# New Bow Being Shipped From U.S.; Customs



## Stash (Jun 1, 2002)

You always hear horror stories about shippers of any kind, but you ONLY hear the horror stories, but never about the millions of items delivered without incident. Personally, I've never had an issue with any archery equipment from the US being damaged by Customs. It's hit-or-miss as to if you get hit with the GST (there's also a small $5 service charge). I have, however, on rare occasions have a Customs delay.

Of course, you know to specify USPS, and not UPS or some other company, right? Their "brokerage fees" are ridiculous.

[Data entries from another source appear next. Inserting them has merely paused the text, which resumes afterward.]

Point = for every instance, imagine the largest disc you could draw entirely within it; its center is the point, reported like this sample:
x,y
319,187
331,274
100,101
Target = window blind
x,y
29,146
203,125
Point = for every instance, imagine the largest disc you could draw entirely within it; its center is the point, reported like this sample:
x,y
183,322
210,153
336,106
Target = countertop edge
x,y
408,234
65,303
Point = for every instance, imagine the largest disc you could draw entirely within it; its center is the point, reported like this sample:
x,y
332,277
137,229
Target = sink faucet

Canada Customs rarely opens packages if they come from a business address in the US and are properly documented. If your bow is properly labeled, packed and insured, you are very, very unlikely to have an issue.

You have to decide for yourself if the time and expense is worth it to pick up the item yourself across the border.


----------



## YamahaYG68 (Jun 11, 2018)

Thanks for the reply.



Stash said:


> Of course, you know to specify USPS, and not UPS or some other company, right? Their "brokerage fees" are ridiculous.


Yes, I do, I know a few people that have had that unfortunate experience, good to have a reminder, though.




Stash said:


> You have to decide for yourself if the time and expense is worth it to pick up the item yourself across the border.


In my case, on the way over to the U.S., it is barely 10 minutes from leaving my driveway, to pulling into the NEXAS line, if you pick a good time/day; from there, it is about 15 minutes to the pick up point. Gotta give this some more thought, though.


----------



## Stash (Jun 1, 2002)

What’s the bridge fee?

Plus, if you’re coming back at Queenston, there’s that a-hole customs agent Maurice who always seems angry.


----------



## YamahaYG68 (Jun 11, 2018)

Peace Bridge, where I cross, is $3.75

Oddly, though I live no more than 10 minutes from the Peace bridge, I only cross a couple times/year; not enough to get to know any customs agents :wink:

It does point out that sometimes we are impacted by the moods, interpretations and judgement of people in this field and other gov't positions of authority; one is OK with something, others have their own take on things and you're going to jump through hoops for them. In my 42 career, I sometimes dealt with various regulatory agencies, I found this is the way it is, its the luck of the draw who you get to deal with.


----------



## Stash (Jun 1, 2002)

That Maurice guy was actually over 15 years ago - I used to drive a transport truck and it seems like almost every time I came home via Queenston I used to get this same guy. Never really had an issue, but he was always pretty irritable. No sense of humour at all.


----------



## YamahaYG68 (Jun 11, 2018)

Stash said:


> he was always pretty irritable. No sense of humour at all.


As I mentioned, I am not a frequent crosser but I have developed my technique for discussions at the border.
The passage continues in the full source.